A corporate level strategy describes the set of actions that a company undertakes to achieve a competitive advantage by selecting and managing several businesses related to different product markets. Depending on the level of corporate relatedness (the similarity of products) and on the level of operational relatedness (the similarity of activities) a company can choose either unrelated or related linked diversification (in the case of low operational relatedness), related constrained diversification or both operational and corporate relatedness (in the case of high operational relatedness) (Hitt, Ireland & Hoskisson, 2014).
In the case of Macy’s Inc., its brands have notable similarity in the range of products offered (though differing in product quality and price) and the activities needed for selling different brands across the U.S. and online are similar. The levels of both corporate relatedness and operational relatedness are high and Macy’s Inc. is able to use a corporate-level strategy which utilizes the advantages of both types of relatedness. Due to the presence of corporate relatedness, Macy’s Inc. can transfer its core competencies such as unique brand collections and excellent customer service to the international level, and using operational relatedness, Macy’s Inc. can use economies of scope and optimize its costs.
Possible strategic improvements for Macy’s Inc. include increasing the use of the economies of scale, establishing agreements with international transportation companies in order to boost online sales, offering virtual fitting-room and additional mobile services to attract customers. Macy’s should use non-traditional methods of attracting online customers in order to remain competitive.
Suggested International Business-Level and Corporate-Level Strategies of Kohl’s
The acquisition of JCP which was recommended in the previous sections for Kohl’s would create opportunities for going international. Kohl’s addresses a wide range of customers and positions itself as a store chain with unique brands and labels offered for moderate price. Therefore, it is best for Kohl’s Corporation to choose an integrated differentiation / cost leadership strategy for international expansion. It is recommended to sell items online and to offer private brands and rare brands. Furthermore, Kohl’s can stand out among other online retailers due to exceptional customer service and convenient interface for purchasing products.

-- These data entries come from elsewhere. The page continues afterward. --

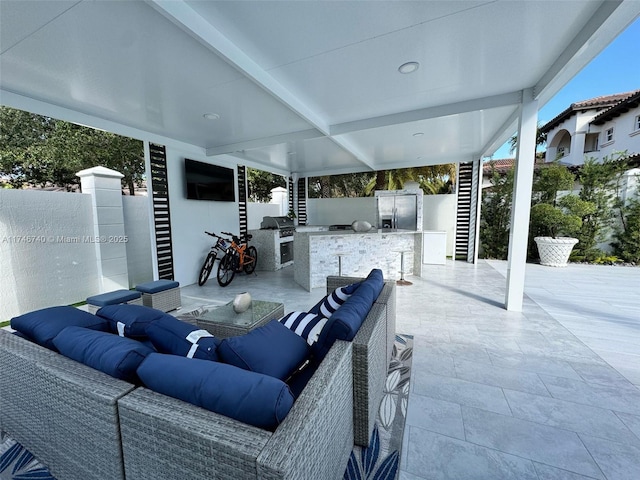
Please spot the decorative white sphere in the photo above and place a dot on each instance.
(242, 302)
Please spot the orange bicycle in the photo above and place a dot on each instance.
(238, 257)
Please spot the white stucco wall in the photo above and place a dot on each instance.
(46, 257)
(137, 229)
(439, 214)
(256, 211)
(625, 136)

Regarding corporate-level strategy, Kohl’s choice should be the simultaneous corporate relatedness and operational relatedness strategy. Indeed, Kohl’s should utilize economies of scale in order to cut costs and offer competitive prices; at the same time, Kohl’s should offer a unique assortment of goods in order to gain customer attention. It is best for Kohl’s to enter the Canadian market first of all, and then, after achieving success in online sales, to offer its products in Europe, Australia and South America. The recommended acquisition will enhance both corporate and operational relatedness and will help to improve market position of Kohl’s Corporation.